10/05/2009

Seattle 71, or Day of Mountains

This morning, I woke to several notices: steam-cleaning costs for our (immensely dirty) area rug are too expensive for my housemates. A friend somewhere is having girl trouble, wants me to call and advise. And my alma mater is having Mountain Day.

It's the last one that gives me a small smile. Mountain Day goes like this: everyone spends two weeks before Mountain Day speculating when it will be. Some of these speculations include weather reports, campus activity schedules, whereabouts of the school president, professor's schedules, and possibly calculus. One section of campus stages a riot in the form of a giant food fight, then marches to the president's house and demands Mountain Day.

On Mountain Day, presumably, the school president wakes up, sees that it's clearly one of the last truly beautiful days of autumn, and spontaneously cancels classes for the day. She does this by having all the bells rung - there is one chapel, and two churches bordering campus. Students wake up to hear the bells, and their housemates running up and down the halls yelling "It's Mountain Day!" and go back to sleep. Some of them will get up later, go for a hike, go apple picking, or, as my house generally did, took a road trip to the Brattleboro Food Co-Op to stock up on all the fair-trade goodies we somehow thought tasted better in Vermont.
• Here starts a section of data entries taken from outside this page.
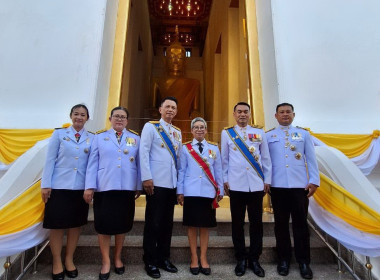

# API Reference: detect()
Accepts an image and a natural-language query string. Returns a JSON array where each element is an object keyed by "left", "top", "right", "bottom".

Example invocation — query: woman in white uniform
[
  {"left": 177, "top": 117, "right": 224, "bottom": 276},
  {"left": 41, "top": 104, "right": 94, "bottom": 280},
  {"left": 84, "top": 107, "right": 141, "bottom": 280}
]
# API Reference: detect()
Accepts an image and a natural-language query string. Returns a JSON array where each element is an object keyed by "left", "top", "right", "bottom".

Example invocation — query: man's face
[
  {"left": 275, "top": 105, "right": 295, "bottom": 126},
  {"left": 159, "top": 99, "right": 178, "bottom": 122},
  {"left": 233, "top": 105, "right": 251, "bottom": 127}
]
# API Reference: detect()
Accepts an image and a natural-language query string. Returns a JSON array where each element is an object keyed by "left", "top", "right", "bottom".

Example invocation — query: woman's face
[
  {"left": 191, "top": 121, "right": 207, "bottom": 142},
  {"left": 109, "top": 109, "right": 128, "bottom": 132},
  {"left": 70, "top": 107, "right": 88, "bottom": 130}
]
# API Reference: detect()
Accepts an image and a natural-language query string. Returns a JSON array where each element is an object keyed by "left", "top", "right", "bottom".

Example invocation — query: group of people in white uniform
[{"left": 41, "top": 97, "right": 319, "bottom": 280}]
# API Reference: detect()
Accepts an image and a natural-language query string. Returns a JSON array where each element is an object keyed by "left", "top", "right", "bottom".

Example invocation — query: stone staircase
[{"left": 19, "top": 197, "right": 355, "bottom": 280}]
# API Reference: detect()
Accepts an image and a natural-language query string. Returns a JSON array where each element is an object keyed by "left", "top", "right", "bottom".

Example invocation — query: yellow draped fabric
[
  {"left": 0, "top": 129, "right": 53, "bottom": 164},
  {"left": 310, "top": 130, "right": 379, "bottom": 158},
  {"left": 314, "top": 173, "right": 380, "bottom": 235},
  {"left": 0, "top": 180, "right": 44, "bottom": 235}
]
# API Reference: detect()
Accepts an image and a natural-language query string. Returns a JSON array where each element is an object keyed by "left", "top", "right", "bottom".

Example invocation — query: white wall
[
  {"left": 0, "top": 0, "right": 117, "bottom": 130},
  {"left": 257, "top": 0, "right": 380, "bottom": 133}
]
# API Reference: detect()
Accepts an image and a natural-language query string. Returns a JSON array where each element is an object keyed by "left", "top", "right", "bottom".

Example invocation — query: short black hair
[
  {"left": 160, "top": 96, "right": 178, "bottom": 106},
  {"left": 70, "top": 104, "right": 89, "bottom": 119},
  {"left": 276, "top": 103, "right": 294, "bottom": 112},
  {"left": 110, "top": 106, "right": 129, "bottom": 119},
  {"left": 233, "top": 102, "right": 250, "bottom": 111}
]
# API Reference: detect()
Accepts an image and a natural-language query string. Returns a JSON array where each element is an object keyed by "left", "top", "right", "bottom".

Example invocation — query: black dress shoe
[
  {"left": 234, "top": 260, "right": 247, "bottom": 276},
  {"left": 114, "top": 265, "right": 125, "bottom": 275},
  {"left": 200, "top": 265, "right": 211, "bottom": 276},
  {"left": 65, "top": 268, "right": 78, "bottom": 278},
  {"left": 277, "top": 260, "right": 290, "bottom": 276},
  {"left": 52, "top": 271, "right": 65, "bottom": 280},
  {"left": 98, "top": 271, "right": 110, "bottom": 280},
  {"left": 189, "top": 266, "right": 200, "bottom": 275},
  {"left": 157, "top": 260, "right": 178, "bottom": 273},
  {"left": 145, "top": 264, "right": 161, "bottom": 279},
  {"left": 248, "top": 260, "right": 265, "bottom": 277},
  {"left": 299, "top": 263, "right": 313, "bottom": 279}
]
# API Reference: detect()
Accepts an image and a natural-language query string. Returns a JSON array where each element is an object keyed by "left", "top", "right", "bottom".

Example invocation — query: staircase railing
[
  {"left": 308, "top": 219, "right": 373, "bottom": 280},
  {"left": 2, "top": 240, "right": 49, "bottom": 280}
]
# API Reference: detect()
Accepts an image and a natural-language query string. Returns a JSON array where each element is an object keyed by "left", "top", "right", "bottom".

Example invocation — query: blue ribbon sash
[
  {"left": 153, "top": 122, "right": 178, "bottom": 168},
  {"left": 226, "top": 127, "right": 264, "bottom": 180}
]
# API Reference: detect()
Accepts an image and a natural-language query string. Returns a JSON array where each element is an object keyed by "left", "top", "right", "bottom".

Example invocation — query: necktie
[
  {"left": 75, "top": 133, "right": 80, "bottom": 142},
  {"left": 116, "top": 131, "right": 122, "bottom": 144},
  {"left": 197, "top": 142, "right": 203, "bottom": 153}
]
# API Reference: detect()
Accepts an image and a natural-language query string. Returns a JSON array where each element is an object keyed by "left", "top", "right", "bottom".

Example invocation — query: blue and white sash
[
  {"left": 152, "top": 122, "right": 178, "bottom": 169},
  {"left": 226, "top": 127, "right": 264, "bottom": 180}
]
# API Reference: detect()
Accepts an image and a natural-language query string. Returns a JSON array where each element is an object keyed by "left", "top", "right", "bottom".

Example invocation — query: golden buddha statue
[{"left": 152, "top": 26, "right": 200, "bottom": 132}]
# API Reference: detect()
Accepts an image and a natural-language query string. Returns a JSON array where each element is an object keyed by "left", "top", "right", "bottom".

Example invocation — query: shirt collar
[
  {"left": 71, "top": 126, "right": 84, "bottom": 135},
  {"left": 278, "top": 124, "right": 293, "bottom": 130},
  {"left": 192, "top": 138, "right": 207, "bottom": 145}
]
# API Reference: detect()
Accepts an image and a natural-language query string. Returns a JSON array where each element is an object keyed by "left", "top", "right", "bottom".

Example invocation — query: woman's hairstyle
[
  {"left": 191, "top": 117, "right": 207, "bottom": 129},
  {"left": 110, "top": 106, "right": 129, "bottom": 119},
  {"left": 70, "top": 104, "right": 89, "bottom": 119}
]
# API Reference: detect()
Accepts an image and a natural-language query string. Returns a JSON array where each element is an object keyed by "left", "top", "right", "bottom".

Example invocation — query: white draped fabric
[
  {"left": 312, "top": 136, "right": 380, "bottom": 175},
  {"left": 309, "top": 198, "right": 380, "bottom": 257},
  {"left": 0, "top": 223, "right": 49, "bottom": 258}
]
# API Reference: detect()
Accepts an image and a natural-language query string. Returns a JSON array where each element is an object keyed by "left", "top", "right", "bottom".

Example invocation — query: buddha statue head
[{"left": 165, "top": 26, "right": 186, "bottom": 77}]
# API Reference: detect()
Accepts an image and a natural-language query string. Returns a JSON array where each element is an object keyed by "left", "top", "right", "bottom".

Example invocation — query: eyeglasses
[
  {"left": 193, "top": 126, "right": 206, "bottom": 131},
  {"left": 112, "top": 115, "right": 127, "bottom": 120}
]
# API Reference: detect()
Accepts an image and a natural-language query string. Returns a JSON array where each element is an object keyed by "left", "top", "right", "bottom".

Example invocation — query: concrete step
[
  {"left": 37, "top": 235, "right": 334, "bottom": 265},
  {"left": 22, "top": 263, "right": 354, "bottom": 280}
]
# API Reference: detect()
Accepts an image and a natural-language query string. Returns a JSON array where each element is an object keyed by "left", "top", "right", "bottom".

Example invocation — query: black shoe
[
  {"left": 114, "top": 266, "right": 125, "bottom": 275},
  {"left": 98, "top": 271, "right": 110, "bottom": 280},
  {"left": 277, "top": 261, "right": 290, "bottom": 276},
  {"left": 65, "top": 268, "right": 78, "bottom": 278},
  {"left": 234, "top": 260, "right": 247, "bottom": 277},
  {"left": 189, "top": 266, "right": 200, "bottom": 275},
  {"left": 145, "top": 264, "right": 161, "bottom": 279},
  {"left": 52, "top": 271, "right": 65, "bottom": 280},
  {"left": 200, "top": 265, "right": 211, "bottom": 276},
  {"left": 157, "top": 260, "right": 178, "bottom": 273},
  {"left": 248, "top": 260, "right": 265, "bottom": 277},
  {"left": 299, "top": 263, "right": 313, "bottom": 279}
]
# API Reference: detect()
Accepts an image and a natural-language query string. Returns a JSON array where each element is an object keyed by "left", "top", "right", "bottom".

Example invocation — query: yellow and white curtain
[
  {"left": 0, "top": 129, "right": 53, "bottom": 170},
  {"left": 310, "top": 130, "right": 380, "bottom": 175},
  {"left": 310, "top": 173, "right": 380, "bottom": 257},
  {"left": 0, "top": 180, "right": 48, "bottom": 258}
]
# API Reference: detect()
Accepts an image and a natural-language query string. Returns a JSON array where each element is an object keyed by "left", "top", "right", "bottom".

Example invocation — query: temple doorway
[{"left": 119, "top": 0, "right": 257, "bottom": 143}]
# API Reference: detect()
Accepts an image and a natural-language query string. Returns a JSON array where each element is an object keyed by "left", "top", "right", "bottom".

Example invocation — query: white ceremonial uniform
[
  {"left": 266, "top": 125, "right": 320, "bottom": 188},
  {"left": 221, "top": 125, "right": 272, "bottom": 190},
  {"left": 85, "top": 128, "right": 141, "bottom": 192},
  {"left": 139, "top": 118, "right": 182, "bottom": 188},
  {"left": 177, "top": 139, "right": 224, "bottom": 198},
  {"left": 41, "top": 126, "right": 94, "bottom": 190}
]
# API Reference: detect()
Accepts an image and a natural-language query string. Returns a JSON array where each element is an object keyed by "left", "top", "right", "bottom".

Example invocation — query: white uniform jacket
[
  {"left": 221, "top": 125, "right": 272, "bottom": 192},
  {"left": 139, "top": 119, "right": 182, "bottom": 189},
  {"left": 85, "top": 128, "right": 141, "bottom": 192},
  {"left": 41, "top": 126, "right": 94, "bottom": 190},
  {"left": 266, "top": 125, "right": 320, "bottom": 188},
  {"left": 177, "top": 139, "right": 224, "bottom": 198}
]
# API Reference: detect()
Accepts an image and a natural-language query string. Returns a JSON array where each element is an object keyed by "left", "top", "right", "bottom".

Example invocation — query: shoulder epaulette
[
  {"left": 172, "top": 125, "right": 181, "bottom": 131},
  {"left": 88, "top": 131, "right": 95, "bottom": 134},
  {"left": 207, "top": 141, "right": 218, "bottom": 146},
  {"left": 224, "top": 126, "right": 233, "bottom": 130},
  {"left": 183, "top": 140, "right": 192, "bottom": 145},
  {"left": 265, "top": 127, "right": 275, "bottom": 133},
  {"left": 149, "top": 121, "right": 160, "bottom": 124},
  {"left": 128, "top": 129, "right": 139, "bottom": 136},
  {"left": 96, "top": 129, "right": 107, "bottom": 134},
  {"left": 54, "top": 127, "right": 64, "bottom": 130},
  {"left": 296, "top": 126, "right": 309, "bottom": 131}
]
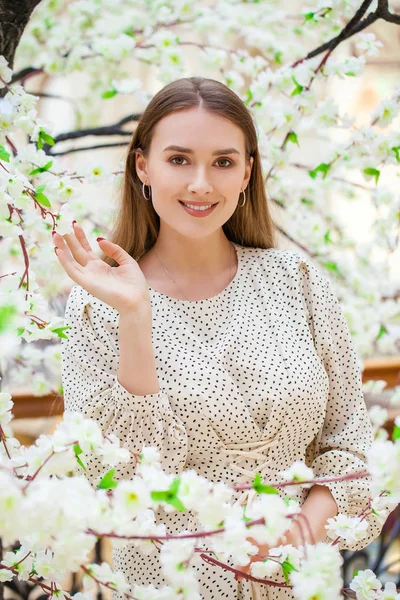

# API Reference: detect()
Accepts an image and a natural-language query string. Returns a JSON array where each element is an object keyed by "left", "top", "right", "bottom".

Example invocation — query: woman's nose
[
  {"left": 187, "top": 170, "right": 213, "bottom": 195},
  {"left": 188, "top": 169, "right": 213, "bottom": 195}
]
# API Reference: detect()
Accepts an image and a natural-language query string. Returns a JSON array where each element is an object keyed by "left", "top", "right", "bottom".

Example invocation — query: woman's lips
[{"left": 179, "top": 200, "right": 218, "bottom": 217}]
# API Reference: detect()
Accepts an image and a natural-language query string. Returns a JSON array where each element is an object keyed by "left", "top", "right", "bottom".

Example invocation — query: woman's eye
[
  {"left": 216, "top": 158, "right": 232, "bottom": 168},
  {"left": 169, "top": 156, "right": 233, "bottom": 167},
  {"left": 170, "top": 156, "right": 187, "bottom": 165}
]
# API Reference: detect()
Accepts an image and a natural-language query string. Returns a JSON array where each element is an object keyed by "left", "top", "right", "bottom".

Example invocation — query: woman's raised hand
[{"left": 53, "top": 222, "right": 151, "bottom": 315}]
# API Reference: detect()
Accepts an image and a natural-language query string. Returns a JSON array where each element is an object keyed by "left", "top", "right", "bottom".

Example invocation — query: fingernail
[
  {"left": 97, "top": 237, "right": 105, "bottom": 242},
  {"left": 72, "top": 220, "right": 77, "bottom": 227},
  {"left": 52, "top": 231, "right": 56, "bottom": 236}
]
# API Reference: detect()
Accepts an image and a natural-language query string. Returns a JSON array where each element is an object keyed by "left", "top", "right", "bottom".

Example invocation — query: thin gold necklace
[{"left": 153, "top": 243, "right": 236, "bottom": 301}]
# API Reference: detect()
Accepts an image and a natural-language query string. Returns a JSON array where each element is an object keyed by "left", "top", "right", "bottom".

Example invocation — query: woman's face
[{"left": 135, "top": 107, "right": 253, "bottom": 239}]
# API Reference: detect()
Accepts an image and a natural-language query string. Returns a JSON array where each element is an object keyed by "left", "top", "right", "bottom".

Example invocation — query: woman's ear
[
  {"left": 242, "top": 155, "right": 254, "bottom": 190},
  {"left": 135, "top": 150, "right": 148, "bottom": 184}
]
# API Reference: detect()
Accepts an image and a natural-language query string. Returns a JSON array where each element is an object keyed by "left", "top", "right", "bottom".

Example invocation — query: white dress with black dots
[{"left": 61, "top": 245, "right": 382, "bottom": 600}]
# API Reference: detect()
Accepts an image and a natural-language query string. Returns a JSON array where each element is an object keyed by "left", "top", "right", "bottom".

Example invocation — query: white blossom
[
  {"left": 350, "top": 569, "right": 382, "bottom": 600},
  {"left": 0, "top": 392, "right": 14, "bottom": 427},
  {"left": 367, "top": 440, "right": 400, "bottom": 501},
  {"left": 280, "top": 461, "right": 314, "bottom": 486},
  {"left": 356, "top": 33, "right": 384, "bottom": 57},
  {"left": 290, "top": 543, "right": 343, "bottom": 600},
  {"left": 368, "top": 405, "right": 389, "bottom": 432},
  {"left": 371, "top": 495, "right": 399, "bottom": 525},
  {"left": 0, "top": 56, "right": 12, "bottom": 87},
  {"left": 325, "top": 514, "right": 369, "bottom": 545},
  {"left": 377, "top": 581, "right": 400, "bottom": 600}
]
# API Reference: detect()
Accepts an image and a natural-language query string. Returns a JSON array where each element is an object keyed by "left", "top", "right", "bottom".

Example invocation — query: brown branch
[
  {"left": 292, "top": 0, "right": 400, "bottom": 68},
  {"left": 49, "top": 141, "right": 130, "bottom": 156},
  {"left": 42, "top": 113, "right": 141, "bottom": 154},
  {"left": 274, "top": 225, "right": 318, "bottom": 257},
  {"left": 10, "top": 66, "right": 43, "bottom": 84}
]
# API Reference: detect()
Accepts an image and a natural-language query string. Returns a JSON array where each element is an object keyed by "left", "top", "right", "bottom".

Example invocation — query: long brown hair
[{"left": 100, "top": 76, "right": 277, "bottom": 268}]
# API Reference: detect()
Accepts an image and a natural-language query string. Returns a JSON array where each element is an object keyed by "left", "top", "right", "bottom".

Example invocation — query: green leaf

I suppose I'm really a grownup, because I'm going to work today, after I bake my third loaf of sourdough (the sourdough experiments are going well, though my loaves are still coming out denser than bricks. I'm trying a different baking approach with this loaf, involving a really hot bake, and a cooler one, to get the inside. We'll see how that goes. It's a rosemary-peppercorn loaf.)

Last night, we had an all-kibbutz meeting to decide if we want to incorporate as a nonprofit, or not-for-profit organization so people can make tax-deductible donations to a legal entity (as opposed to writing a check to Joel Rothschild, and trusting that it'll support the whole community.) It would mean a whole lot of work that I'm not convinced we're ready for - the committees we made back in August have yielded very little, so how am I to believe that we can handle the work of full-scale incorporation? We voted, as we usually do, to "find out more information." I wonder what's going to happen.

2 comments:

a. said...

hi daneleh! remember last year that i taught the daughter of the folks who run the sourdough bakery in williamsburg, ma, bread euphoria? i begged some starter from them (before i was a glutard) and asked for baking tips, because my loaves were also turning out very dense. they said to add a little yeast with the starter and flour and other ingredients when you're making your loaves. apparently that's not cheating, it's common practice. rosemary sounds delicious! remember the rosemary olive oil bread from hungry ghost? yummmm.

Sarah said...

Everything *does* taste better from Vermont. Especially the co-op.